While at a detention facility known as “the Moon,” he
is forced to bury himself alive. His guards urinate on him.
He is abandoned in unsanitary, overcrowded cells. He also meets
the contacts who will one day draw him into the guerilla insurgency.
It is several years, however, before Rey is driven to join
the rebels. His breaking point comes when his uncle Trini is
killed while being detained on trumped-up charges. A few months
later, Rey undertakes his first operation as a member of the
Illegitimate Legion. From then on, he creates a dual life:
as a botany professor and devoted husband in the city and an
Illegitimate Legion guerilla in the provinces.
Against
this background of fear and uncertainty, “everyone
comes off poorly.” Norma, Rey and the supporting characters
choose paths that reveal their greatest weaknesses: selfishness,
denial, egotism, lust and ambition. Although many willingly
pay a penance, often their efforts are too little, too late.

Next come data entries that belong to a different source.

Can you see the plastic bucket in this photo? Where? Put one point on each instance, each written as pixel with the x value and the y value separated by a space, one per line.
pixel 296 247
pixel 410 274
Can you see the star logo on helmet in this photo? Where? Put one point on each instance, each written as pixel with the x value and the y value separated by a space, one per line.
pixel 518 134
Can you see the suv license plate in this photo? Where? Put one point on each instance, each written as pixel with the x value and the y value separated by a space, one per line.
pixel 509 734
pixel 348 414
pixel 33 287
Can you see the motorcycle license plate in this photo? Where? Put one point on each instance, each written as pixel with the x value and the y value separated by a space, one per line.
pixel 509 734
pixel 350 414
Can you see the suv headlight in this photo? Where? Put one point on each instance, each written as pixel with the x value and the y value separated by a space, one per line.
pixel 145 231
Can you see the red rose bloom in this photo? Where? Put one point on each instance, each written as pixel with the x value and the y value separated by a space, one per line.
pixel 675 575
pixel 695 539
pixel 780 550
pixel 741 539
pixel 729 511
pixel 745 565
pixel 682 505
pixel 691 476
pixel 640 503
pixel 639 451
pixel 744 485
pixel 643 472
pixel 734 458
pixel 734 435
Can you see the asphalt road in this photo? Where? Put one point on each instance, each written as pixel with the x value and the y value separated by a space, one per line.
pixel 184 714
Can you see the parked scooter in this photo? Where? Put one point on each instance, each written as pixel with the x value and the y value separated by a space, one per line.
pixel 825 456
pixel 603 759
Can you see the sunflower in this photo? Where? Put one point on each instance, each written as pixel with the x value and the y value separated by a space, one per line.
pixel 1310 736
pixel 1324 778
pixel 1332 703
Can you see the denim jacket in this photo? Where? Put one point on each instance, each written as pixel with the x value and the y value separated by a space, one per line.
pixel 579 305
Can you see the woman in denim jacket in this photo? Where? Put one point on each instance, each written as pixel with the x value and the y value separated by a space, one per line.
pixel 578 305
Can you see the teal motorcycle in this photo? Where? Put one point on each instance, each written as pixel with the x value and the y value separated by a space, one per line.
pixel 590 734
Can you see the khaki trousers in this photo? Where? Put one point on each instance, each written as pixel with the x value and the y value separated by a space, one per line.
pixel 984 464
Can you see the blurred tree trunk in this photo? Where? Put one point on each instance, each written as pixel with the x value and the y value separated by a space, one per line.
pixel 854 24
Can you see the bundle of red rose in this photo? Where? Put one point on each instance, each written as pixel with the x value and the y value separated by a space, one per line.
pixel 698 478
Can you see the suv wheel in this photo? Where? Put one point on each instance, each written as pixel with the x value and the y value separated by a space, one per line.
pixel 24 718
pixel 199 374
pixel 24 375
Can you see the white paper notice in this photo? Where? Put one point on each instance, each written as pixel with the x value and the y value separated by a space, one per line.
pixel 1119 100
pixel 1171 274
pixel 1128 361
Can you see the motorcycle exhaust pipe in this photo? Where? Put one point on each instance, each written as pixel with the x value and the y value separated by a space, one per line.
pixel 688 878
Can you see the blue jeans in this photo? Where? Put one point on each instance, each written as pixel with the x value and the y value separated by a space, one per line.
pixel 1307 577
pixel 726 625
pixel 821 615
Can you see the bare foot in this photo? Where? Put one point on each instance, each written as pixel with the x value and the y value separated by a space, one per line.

Alarcón’s Lost City Radio is not merely
about Peru . It is not just a Latin American novel. Rather,
it is a chronicle of moral failure and the struggle for redemption
in a society traumatized by dislocation, violence and fear.
2007
Guggenheim Fellow Daniel Alarcón is the author
of Lost City Radio and War by Candlelight and
the editor of Etiqueta Negra, a Peruvian culture
magazine. He read selections from Lost City Radio in
an event sponsored by the Center for Latin American Studies
on April 16, 2007 .
Meredith Perry is a graduate student in the Latin American
Studies program.
Set
in a nameless, timeless South American country slowly
emerging from a long civil war, Daniel Alarcón’s
first novel, Lost City Radio probes the deepest
questions of war: from its devastating impact on society
to the emotional scarring each participant, observer and
survivor carries with them for years. Mr. Alarcón
will give a short reading from his novel and talk about
the genesis of the project.
Daniel
Alarcón was named a Guggenheim Fellow for Fiction
on April 6, 2007, and his story collection War by Candlelight was
a finalist for the 2006 PEN/Hemingway Award. He is Associate
Editor of Etiqueta Negra, an award-winning arts and culture
magazine published in his native Lima, Peru. His first novel, Lost
City Radio, was published in February 2007.